Por Trino Márquez,
21/05/2015
Las denuncias de The
Wall Street Journal contra Diosdado Cabello, la aparición del libro Bumerán
Chávez, escrito por el periodista español Emili Blasco, las visitas al país de
Thomas Shannon, Consejero del Departamento de Estado de EE.UU., y otros misiles
atómicos que le han lanzado al gobierno de Nicolás Maduro desde diferentes
flancos, han llevado a pensar a algunos analistas nacionales e internacionales
que el derrumbe del régimen se encuentra en el horizonte cercano. Se imaginan
una guerra fratricida entre Maduro y Cabello y un desenlace en el cual
inevitablemente uno hará morder el polvo de la derrota al otro.
No soy tan
optimista. Este régimen se mantiene sobre la base de lealtades que pasan por la
complicidad y el celestinaje con todas las formas de corrupción aplicadas a lo
largo de dieciséis años disfrutando del poder. Aunque sea solo por hipocresía,
la respuesta de Maduro frente a las denuncias contra el Presidente de la
Asamblea Nacional fue de una solidaridad enfática. “Quien ataca a Diosdado me
ataca a mí”, fueron sus palabras. Además, señaló que iniciará –financiará con
recursos públicos- una campaña nacional e internacional en defensa del segundo
hombre de abordo. Mario Silva, quien supuestamente es encarnizado adversario de
Cabello, salió en defensa de su compañero de tolda. Lo mismo hizo el TSJ por
intermedio de su presidenta, Gladys Gutiérrez.
En este momento,
cuando deberían aparecer sus hipotéticas fisuras, el régimen se cierra en torno
a la defensa del personaje más impopular y rechazado de los rojos. La disputa
frontal entre maduristas y diosdadistas no se percibe por ningún lado. Lo que
se registra a través de los medios de comunicación es una unidad hermética.
¿Por qué estas
expresiones de apoyo con Cabello?
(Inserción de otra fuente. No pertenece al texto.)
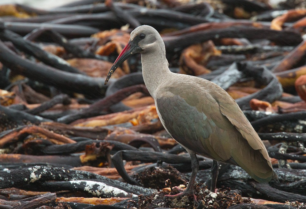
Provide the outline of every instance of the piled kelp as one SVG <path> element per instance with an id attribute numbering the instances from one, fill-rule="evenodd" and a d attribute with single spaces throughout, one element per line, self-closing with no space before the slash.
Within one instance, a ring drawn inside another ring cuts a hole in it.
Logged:
<path id="1" fill-rule="evenodd" d="M 0 6 L 0 208 L 302 208 L 306 203 L 306 5 L 268 0 L 81 0 Z M 226 90 L 279 182 L 184 149 L 144 85 L 140 56 L 104 85 L 133 29 L 155 28 L 170 70 Z"/>

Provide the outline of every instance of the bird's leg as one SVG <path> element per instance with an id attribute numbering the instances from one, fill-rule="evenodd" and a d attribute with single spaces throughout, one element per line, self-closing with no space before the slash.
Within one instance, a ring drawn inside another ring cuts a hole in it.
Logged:
<path id="1" fill-rule="evenodd" d="M 211 166 L 211 191 L 212 192 L 216 191 L 217 179 L 218 174 L 219 163 L 216 160 L 213 160 Z"/>
<path id="2" fill-rule="evenodd" d="M 194 196 L 195 199 L 196 199 L 194 196 L 193 192 L 193 188 L 195 180 L 196 179 L 196 176 L 199 170 L 199 161 L 196 157 L 196 153 L 193 152 L 189 153 L 190 156 L 190 159 L 191 160 L 191 169 L 192 171 L 191 172 L 191 175 L 190 176 L 190 179 L 188 182 L 188 185 L 186 189 L 182 192 L 174 195 L 165 195 L 165 196 L 168 197 L 177 197 L 178 196 L 185 196 L 188 195 L 192 195 Z"/>

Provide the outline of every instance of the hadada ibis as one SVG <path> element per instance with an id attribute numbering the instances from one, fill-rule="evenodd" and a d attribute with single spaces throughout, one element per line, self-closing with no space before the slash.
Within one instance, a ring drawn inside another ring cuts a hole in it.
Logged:
<path id="1" fill-rule="evenodd" d="M 123 62 L 136 53 L 141 54 L 144 80 L 163 125 L 190 155 L 192 172 L 183 193 L 193 194 L 199 169 L 196 153 L 214 160 L 214 192 L 218 162 L 240 166 L 259 182 L 277 180 L 266 148 L 235 100 L 209 80 L 170 72 L 164 42 L 153 28 L 142 25 L 132 32 L 105 84 Z"/>

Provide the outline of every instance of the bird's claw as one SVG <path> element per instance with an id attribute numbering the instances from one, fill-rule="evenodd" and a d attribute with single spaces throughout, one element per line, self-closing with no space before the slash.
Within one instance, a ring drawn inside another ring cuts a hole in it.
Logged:
<path id="1" fill-rule="evenodd" d="M 193 197 L 195 201 L 196 202 L 197 201 L 196 196 L 195 195 L 194 192 L 193 192 L 193 189 L 187 190 L 187 189 L 186 189 L 184 190 L 181 188 L 180 188 L 177 186 L 175 186 L 173 187 L 173 188 L 175 189 L 180 191 L 181 191 L 181 192 L 180 192 L 178 194 L 177 194 L 175 195 L 166 195 L 165 196 L 165 197 L 174 198 L 183 197 L 184 196 L 192 196 Z"/>

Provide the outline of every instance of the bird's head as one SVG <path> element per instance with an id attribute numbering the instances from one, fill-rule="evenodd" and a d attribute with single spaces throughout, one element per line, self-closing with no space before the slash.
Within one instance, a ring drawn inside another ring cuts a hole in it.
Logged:
<path id="1" fill-rule="evenodd" d="M 131 33 L 130 40 L 119 54 L 107 74 L 104 85 L 106 85 L 116 69 L 126 59 L 136 53 L 149 52 L 157 45 L 157 41 L 162 40 L 154 28 L 148 25 L 137 27 Z"/>

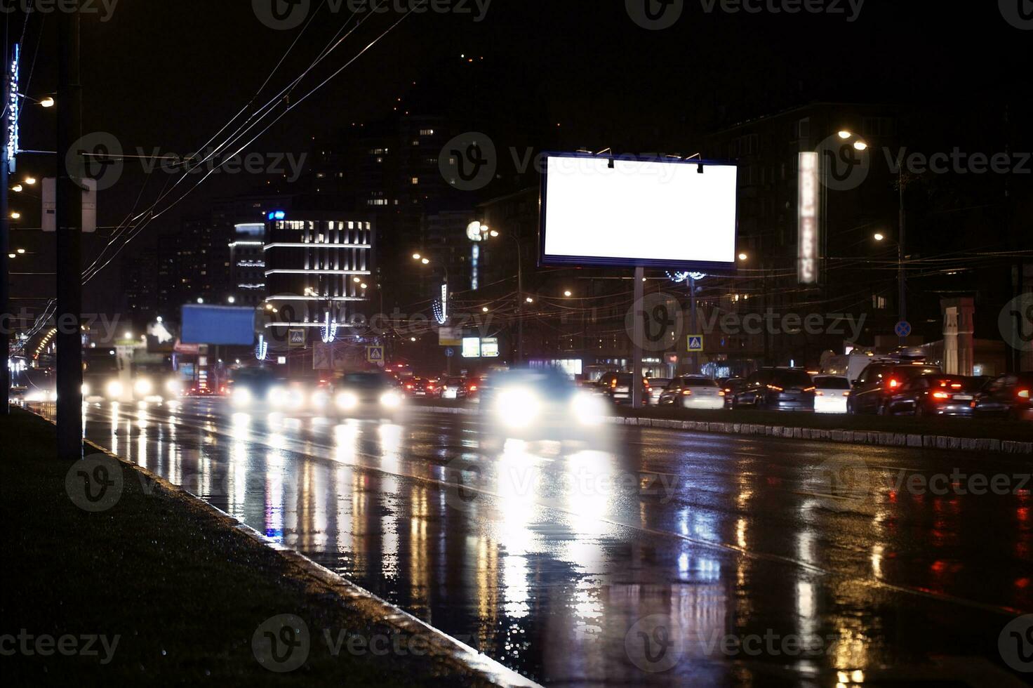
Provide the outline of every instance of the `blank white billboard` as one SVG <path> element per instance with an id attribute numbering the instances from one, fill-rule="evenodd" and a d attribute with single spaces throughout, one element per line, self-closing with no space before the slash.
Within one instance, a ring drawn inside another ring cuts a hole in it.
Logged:
<path id="1" fill-rule="evenodd" d="M 543 263 L 735 263 L 734 165 L 550 154 L 544 171 Z"/>

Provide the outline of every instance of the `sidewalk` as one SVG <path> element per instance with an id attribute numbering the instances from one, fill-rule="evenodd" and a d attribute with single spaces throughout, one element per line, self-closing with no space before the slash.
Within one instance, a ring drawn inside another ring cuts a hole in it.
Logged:
<path id="1" fill-rule="evenodd" d="M 37 416 L 12 409 L 0 439 L 7 685 L 509 683 L 146 472 L 103 455 L 69 471 Z"/>

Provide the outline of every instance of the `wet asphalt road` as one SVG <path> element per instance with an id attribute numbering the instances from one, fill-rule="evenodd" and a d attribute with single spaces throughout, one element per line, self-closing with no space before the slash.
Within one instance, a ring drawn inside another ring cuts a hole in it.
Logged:
<path id="1" fill-rule="evenodd" d="M 1033 653 L 998 646 L 1033 612 L 1025 460 L 632 428 L 590 449 L 482 449 L 469 416 L 207 400 L 86 419 L 89 439 L 546 685 L 996 686 Z M 976 494 L 978 475 L 997 488 Z"/>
Desde luego que no es porque los miembros de
la élite formen una especie de hermandad basada en el afecto y la admiración
mutua. En todas partes del mundo, incluso en las democracias más asentadas,
quienes se encuentran en la cercanía del poder sienten recelos mutuos.
Desconfían unos de otros. La cúpula roja no representa la excepción de la
regla. Sin embargo, de los cubanos han aprendido que la única manera de
eternizarse en el poder es mostrando una fachada unitaria, no importa cuánto se
odien entre sí. Para la nomenclatura cubana el verdadero enemigo no estaba en
el territorio de la isla, sino en Florida. Lo peor que podía ocurrirles era caer
en manos de unos exiliados que habían abandonado Cuba solo con lo que llevaban
encima, dejando atrás familia, amistades y trabajo. El castigo sería bíblico.
Los rojos criollos
tienen mucho más que perder que los comunistas cubanos. Al lado de Venezuela, la
isla antillana era una nación modesta que no contaba con nada parecido a Pdvsa,
a la CVG o al Bandes. La alta jerarquía del ejército cubano no podía
enriquecerse con dólares preferenciales, con el contrabando de extracción o con
las millonarias compras de buques o armamento chatarra. En Venezuela la
situación es completamente diferente. Muchas de las fortunas súbitas e inmensas
que se conocen, se han amasado bajo la sombra del Estado chavista. Es sobre
esta red de corrupción y privilegios que se mantiene el régimen. Sobre esa
inmensa malla se sostienen dirigentes políticos, militares, empresarios,
jueces, policías, allegados al régimen. El mérito de los rojos, con la asesoría
cubana, fue haber organizado un tinglado tan férreo como las pirámides egipcias.
Este monolitismo no
se derrumba con episodios aislados, por graves que sean las conductas de los
implicados, sino con un trabajo sostenido en las organizaciones sindicales,
gremiales, estudiantiles, empresariales, campesinas, informales, tal como hacen
los chavistas con sus organizaciones de base. Ese esfuerzo por abajo es más
lento y menos espectacular, pero inevitable, si se busca fundar la alternativa
frente al desmadre actual.
Votar en las
próximas elecciones parlamentarias y ganarlas será un paso enorme en la
dirección de construir la nueva mayoría.